David Putrino, director of the Cohen Center for Recovery from Complex Chronic Illness at Mount Sinai School of Medicine, underscored the gravity of these findings. "These results suggest our current public health policies regarding COVID-19 are insufficient. People need to be informed about the long-term health risks posed by SARS-CoV-2," he stated.
Analyzing data from over 8,000 adults who tested positive for COVID-19 in 2020, including about 2,000 who were hospitalized, researchers compared their health outcomes to nearly 220,000 adults who did not contract COVID-19. The study discovered that the elevated risk of cardiac events did not diminish over the three-year period, signifying a persistent threat.
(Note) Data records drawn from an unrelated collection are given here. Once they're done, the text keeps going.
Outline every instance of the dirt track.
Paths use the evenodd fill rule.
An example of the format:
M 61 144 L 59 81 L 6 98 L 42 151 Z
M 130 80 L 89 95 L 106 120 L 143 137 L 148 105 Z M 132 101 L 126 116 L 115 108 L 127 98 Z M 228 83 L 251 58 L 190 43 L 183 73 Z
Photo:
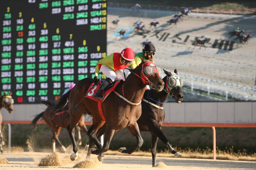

Stanley Hazen, chair of the Department of Cardiovascular and Metabolic Sciences at the Cleveland Clinic, noted, "The two-fold increased risk observed in the first year post-infection persisted into the second and third years, regardless of age, sex, or preexisting cardiac risk factors." This worrisome tendency was even more pronounced in those without known heart disease hospitalized due to COVID-19, equating their risk to individuals with a history of heart conditions but who never contracted the virus.
Hooman Allayee, principal investigator of the study and a professor at USC's Keck School of Medicine, emphasized, "Severe COVID is just as detrimental to heart health as pre-existing heart disease."
A critical limitation of the study is that all subjects were unvaccinated at the time of their infection, as COVID-19 vaccines were unavailable in 2020. Hazen and other experts believe vaccination could potentially mitigate these risks by preventing the severity of infections.
Research suggests COVID-19 may increase cardiovascular risks through inflammation of blood vessel endothelial cells, activation of the complement system, propensity for clot formation, and plaque destabilization in coronary arteries—a connection strongly supported by these latest findings.
The study also revealed that genetics might play a role. Specifically, hospitalization for COVID-19 doubled the cardiac risks for individuals with blood types A, B, and AB, but not for those with type O.
Reflecting on the study's implications, Sandeep Das of the American Heart Association's COVID-19 CVD Registry committee emphasized, "People need to consider their long-term health risks which may necessitate lifestyle changes and preventive measures, including vaccination."
This comprehensive study highlights the ongoing risk COVID-19 poses to cardiovascular health and advocates for heightened preventive strategies to combat this persistent threat.